Prior to joining Berkeley, he was an Assistant Professor of Computer Science at Stanford, where he received the National Science Foundation CAREER Award, the Robert Noyce Family Faculty Fellowship, the IBM Young Faculty Fellowship, and teaching awards from Stanford University (his former employer), the Society of Women Engineers, and Tau Beta Pi Engineering Honor Society. In previous lives he helped design the Intel Pentium Pro microprocessor and founded a small company to commercialize his UC Berkeley dissertation research on mobile computing.

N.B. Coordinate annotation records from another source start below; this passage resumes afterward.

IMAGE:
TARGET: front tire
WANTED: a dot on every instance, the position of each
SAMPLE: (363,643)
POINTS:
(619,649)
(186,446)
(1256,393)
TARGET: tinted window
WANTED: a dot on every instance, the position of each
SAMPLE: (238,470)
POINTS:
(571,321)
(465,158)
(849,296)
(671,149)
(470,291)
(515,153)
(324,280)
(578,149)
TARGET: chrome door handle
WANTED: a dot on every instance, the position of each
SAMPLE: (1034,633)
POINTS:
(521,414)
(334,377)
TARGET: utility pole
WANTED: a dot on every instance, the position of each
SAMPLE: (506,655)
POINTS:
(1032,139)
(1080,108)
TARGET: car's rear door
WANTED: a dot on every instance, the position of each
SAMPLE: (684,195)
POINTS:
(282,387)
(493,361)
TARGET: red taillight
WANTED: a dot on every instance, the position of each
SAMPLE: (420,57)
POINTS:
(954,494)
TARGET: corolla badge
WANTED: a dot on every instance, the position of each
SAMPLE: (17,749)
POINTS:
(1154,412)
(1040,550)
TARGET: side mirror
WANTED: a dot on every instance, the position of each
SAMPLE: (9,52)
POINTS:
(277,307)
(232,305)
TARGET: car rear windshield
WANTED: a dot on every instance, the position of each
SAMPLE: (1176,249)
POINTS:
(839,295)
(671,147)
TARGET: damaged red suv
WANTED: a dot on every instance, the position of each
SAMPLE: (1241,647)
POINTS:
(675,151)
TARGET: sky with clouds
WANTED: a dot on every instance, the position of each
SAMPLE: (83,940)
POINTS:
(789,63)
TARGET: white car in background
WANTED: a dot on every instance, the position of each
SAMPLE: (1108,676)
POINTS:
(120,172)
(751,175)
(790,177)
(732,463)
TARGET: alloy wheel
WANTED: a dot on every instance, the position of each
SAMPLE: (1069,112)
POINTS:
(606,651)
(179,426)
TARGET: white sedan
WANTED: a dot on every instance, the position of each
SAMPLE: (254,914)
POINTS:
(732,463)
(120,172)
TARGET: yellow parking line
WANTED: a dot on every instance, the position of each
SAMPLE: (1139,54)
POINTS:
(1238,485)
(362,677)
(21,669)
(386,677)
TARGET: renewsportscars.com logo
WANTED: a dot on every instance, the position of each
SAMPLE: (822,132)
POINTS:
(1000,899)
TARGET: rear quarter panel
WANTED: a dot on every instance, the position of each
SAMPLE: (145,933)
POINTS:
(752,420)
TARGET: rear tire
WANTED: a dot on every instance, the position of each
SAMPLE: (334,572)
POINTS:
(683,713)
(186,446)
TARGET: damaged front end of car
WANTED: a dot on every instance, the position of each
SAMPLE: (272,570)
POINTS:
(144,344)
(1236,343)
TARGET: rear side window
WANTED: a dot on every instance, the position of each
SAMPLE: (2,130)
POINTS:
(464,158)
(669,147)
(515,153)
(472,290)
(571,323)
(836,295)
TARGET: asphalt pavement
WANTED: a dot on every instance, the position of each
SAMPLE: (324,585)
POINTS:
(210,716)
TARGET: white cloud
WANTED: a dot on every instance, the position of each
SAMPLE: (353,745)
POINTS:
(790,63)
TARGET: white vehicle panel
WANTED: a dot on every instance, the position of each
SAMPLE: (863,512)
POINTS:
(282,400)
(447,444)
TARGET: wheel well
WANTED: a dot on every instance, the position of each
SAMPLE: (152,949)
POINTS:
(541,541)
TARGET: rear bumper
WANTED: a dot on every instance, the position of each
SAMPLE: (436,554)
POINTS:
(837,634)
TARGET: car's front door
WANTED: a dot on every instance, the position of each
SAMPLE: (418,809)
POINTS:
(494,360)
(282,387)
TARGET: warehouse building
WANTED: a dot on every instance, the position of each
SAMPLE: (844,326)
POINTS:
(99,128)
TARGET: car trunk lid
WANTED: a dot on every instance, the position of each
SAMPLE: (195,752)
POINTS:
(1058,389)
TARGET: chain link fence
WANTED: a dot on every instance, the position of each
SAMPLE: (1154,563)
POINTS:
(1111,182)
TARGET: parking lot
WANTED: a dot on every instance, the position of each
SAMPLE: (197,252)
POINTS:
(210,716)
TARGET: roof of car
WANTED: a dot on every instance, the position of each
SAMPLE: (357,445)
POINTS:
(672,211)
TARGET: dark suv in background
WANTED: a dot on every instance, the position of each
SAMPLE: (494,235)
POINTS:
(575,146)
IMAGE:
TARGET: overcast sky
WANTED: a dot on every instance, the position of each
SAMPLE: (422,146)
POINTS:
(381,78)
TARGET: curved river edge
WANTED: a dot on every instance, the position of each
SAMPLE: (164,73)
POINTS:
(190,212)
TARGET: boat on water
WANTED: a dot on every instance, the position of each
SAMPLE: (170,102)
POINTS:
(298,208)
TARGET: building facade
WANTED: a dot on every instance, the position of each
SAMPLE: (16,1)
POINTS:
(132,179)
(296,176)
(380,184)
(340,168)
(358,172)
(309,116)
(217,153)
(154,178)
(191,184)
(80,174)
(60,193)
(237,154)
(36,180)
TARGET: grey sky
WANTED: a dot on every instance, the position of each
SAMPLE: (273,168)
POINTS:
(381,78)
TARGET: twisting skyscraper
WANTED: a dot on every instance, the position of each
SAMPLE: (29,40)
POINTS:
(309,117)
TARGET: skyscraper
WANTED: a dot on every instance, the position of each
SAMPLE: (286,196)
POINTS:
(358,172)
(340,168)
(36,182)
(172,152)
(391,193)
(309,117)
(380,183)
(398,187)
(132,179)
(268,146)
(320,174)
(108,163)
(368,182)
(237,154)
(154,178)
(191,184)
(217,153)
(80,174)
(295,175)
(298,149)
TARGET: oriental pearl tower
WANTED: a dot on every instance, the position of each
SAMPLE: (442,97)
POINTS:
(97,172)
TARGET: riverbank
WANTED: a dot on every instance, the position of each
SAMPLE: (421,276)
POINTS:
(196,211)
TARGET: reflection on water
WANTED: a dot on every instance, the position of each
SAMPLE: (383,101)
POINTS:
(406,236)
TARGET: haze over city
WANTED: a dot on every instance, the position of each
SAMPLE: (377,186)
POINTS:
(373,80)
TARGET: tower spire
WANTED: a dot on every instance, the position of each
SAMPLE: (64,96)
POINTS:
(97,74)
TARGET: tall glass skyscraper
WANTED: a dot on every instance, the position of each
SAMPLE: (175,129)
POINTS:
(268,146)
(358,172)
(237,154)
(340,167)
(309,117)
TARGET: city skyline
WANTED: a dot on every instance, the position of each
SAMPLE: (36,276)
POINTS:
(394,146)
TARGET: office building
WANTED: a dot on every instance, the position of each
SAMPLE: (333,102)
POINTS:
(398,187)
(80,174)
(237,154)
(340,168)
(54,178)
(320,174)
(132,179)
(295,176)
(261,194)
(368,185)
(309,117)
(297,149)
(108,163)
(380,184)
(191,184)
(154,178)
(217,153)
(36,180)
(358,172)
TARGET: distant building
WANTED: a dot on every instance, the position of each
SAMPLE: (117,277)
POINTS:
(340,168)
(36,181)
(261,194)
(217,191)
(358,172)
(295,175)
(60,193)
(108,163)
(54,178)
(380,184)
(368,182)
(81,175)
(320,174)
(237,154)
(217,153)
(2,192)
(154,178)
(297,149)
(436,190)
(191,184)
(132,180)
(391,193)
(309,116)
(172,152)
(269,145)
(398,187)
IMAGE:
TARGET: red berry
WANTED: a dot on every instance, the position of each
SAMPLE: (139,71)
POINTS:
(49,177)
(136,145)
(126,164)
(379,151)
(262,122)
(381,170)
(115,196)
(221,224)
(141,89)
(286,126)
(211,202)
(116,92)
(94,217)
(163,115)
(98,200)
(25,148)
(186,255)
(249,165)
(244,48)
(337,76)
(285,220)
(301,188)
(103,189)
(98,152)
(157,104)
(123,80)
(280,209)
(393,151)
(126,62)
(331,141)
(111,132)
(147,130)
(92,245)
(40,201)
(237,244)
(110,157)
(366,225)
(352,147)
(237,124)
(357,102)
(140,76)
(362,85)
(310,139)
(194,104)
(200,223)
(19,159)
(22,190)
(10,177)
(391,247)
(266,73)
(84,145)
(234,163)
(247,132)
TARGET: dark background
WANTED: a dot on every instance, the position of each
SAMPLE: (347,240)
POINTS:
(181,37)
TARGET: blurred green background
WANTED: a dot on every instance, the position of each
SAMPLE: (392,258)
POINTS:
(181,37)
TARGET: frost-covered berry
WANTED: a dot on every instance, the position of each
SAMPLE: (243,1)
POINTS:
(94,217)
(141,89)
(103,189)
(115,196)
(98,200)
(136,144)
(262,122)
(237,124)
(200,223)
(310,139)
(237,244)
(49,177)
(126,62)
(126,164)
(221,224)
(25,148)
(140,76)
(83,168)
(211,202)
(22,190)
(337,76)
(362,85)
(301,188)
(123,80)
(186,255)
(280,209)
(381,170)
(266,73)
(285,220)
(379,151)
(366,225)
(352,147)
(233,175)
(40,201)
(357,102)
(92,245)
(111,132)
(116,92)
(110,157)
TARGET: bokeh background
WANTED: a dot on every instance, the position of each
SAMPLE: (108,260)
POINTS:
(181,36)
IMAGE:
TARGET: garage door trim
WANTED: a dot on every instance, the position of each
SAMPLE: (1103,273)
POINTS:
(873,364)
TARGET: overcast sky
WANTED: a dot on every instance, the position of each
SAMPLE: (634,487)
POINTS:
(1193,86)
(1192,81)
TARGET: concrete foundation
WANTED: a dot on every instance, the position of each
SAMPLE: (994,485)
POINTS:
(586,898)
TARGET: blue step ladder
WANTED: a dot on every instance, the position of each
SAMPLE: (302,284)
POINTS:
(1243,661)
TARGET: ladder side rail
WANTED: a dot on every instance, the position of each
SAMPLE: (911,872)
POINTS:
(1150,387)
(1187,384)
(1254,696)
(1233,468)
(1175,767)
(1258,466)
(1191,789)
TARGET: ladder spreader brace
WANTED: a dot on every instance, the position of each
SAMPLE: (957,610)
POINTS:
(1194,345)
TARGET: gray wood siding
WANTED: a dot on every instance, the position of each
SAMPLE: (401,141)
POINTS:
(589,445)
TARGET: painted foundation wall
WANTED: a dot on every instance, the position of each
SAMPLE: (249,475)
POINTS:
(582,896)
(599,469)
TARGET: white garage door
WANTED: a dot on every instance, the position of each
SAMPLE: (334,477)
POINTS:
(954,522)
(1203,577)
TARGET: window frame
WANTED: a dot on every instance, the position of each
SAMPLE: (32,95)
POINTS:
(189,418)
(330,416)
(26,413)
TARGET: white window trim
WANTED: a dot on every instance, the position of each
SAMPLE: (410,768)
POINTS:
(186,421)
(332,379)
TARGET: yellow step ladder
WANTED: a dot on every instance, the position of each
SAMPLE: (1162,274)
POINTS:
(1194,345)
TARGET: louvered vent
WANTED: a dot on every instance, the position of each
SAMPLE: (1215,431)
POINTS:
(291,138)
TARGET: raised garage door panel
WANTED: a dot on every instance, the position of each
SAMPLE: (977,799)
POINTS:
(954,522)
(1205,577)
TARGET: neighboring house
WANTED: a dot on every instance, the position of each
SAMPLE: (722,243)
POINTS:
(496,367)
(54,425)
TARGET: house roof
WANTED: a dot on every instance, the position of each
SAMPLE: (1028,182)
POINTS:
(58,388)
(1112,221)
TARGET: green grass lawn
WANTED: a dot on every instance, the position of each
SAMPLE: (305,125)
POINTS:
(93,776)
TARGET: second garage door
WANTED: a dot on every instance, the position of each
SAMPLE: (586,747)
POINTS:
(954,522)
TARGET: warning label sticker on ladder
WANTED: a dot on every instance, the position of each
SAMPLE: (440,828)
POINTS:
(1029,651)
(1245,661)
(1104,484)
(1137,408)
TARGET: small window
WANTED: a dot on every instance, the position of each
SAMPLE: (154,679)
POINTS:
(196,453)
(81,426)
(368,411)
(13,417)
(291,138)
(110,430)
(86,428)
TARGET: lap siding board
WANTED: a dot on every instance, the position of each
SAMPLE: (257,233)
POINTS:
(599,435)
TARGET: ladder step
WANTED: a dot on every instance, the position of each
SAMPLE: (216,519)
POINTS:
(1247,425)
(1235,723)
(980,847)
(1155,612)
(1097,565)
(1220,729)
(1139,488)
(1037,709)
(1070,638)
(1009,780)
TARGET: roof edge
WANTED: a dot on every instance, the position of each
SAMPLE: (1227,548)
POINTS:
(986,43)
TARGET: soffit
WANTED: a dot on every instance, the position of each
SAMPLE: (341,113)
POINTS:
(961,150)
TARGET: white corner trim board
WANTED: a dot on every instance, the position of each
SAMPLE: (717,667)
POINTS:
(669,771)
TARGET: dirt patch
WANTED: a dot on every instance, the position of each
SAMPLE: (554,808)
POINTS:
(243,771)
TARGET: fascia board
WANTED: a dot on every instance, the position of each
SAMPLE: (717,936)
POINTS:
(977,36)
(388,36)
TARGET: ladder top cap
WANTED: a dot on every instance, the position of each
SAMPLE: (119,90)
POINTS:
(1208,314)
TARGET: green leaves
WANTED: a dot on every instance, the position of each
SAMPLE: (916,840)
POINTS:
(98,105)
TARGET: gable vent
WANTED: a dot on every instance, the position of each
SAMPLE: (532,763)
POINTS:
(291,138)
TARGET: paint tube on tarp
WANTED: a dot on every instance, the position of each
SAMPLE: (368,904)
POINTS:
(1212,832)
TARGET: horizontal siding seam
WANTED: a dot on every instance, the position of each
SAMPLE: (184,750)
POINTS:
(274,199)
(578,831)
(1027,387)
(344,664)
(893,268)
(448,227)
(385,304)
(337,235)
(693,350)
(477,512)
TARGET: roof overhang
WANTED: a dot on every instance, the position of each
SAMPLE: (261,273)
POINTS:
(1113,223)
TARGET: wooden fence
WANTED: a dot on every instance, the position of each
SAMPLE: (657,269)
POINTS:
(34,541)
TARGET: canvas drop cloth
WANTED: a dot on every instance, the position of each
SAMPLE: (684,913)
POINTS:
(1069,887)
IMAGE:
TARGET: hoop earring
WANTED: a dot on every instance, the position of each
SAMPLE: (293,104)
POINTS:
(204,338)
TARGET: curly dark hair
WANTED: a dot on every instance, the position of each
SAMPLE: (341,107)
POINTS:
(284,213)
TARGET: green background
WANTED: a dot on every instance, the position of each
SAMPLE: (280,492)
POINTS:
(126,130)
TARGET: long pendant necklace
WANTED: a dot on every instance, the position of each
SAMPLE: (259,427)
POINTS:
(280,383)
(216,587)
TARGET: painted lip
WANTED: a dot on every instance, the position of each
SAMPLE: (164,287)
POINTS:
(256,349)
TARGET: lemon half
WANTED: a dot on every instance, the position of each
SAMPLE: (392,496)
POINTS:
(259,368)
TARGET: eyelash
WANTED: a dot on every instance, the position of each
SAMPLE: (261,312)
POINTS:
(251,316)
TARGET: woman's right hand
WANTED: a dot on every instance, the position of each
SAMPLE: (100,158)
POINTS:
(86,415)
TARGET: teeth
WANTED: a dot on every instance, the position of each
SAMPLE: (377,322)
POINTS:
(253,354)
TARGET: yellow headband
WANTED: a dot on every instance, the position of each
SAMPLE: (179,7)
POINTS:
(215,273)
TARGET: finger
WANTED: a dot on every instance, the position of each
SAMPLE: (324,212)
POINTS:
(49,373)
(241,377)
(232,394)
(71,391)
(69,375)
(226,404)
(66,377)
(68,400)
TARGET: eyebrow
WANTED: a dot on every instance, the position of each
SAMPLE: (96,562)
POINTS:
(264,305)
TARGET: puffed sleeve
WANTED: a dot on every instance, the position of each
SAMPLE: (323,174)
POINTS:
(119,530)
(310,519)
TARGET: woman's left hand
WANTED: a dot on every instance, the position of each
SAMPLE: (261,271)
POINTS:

He holds degrees in electrical engineering and computer science from the Massachusetts Institute of Technology, the University of Illinois at Urbana-Champaign, and UC Berkeley.

Cloud Computing

Armando Fox (fox@cs.berkeley.edu) is an Adjunct Associate Professor at UC Berkeley and a co-founder of the Berkeley RAD Lab. Prior to that he was an Assistant Professor of Computer Science at Stanford, and received his PhD, MS and BS degrees at Berkeley, Illinois at MIT respectively. His current research interests include applied statistical machine learning and cloud computing; he is a co-author of the recently released position paper “Above the Clouds: A Berkeley View of Cloud Computing” and has frequently lectured on this topic. He has published several papers in collaboration with top machine learning researchers on the application of machine learning to diagnosing, characterizing and identifying operational problems in datacenter-scale and cloud computing installations. His 2003 collaboration with David Patterson on Recovery-Oriented Computing earned him the distinction of being included in the “Scientific American 50” top researchers. In previous lives he helped design the Intel Pentium Pro microprocessor and founded a company to commercialize his UC Berkeley dissertation research on mobile computing.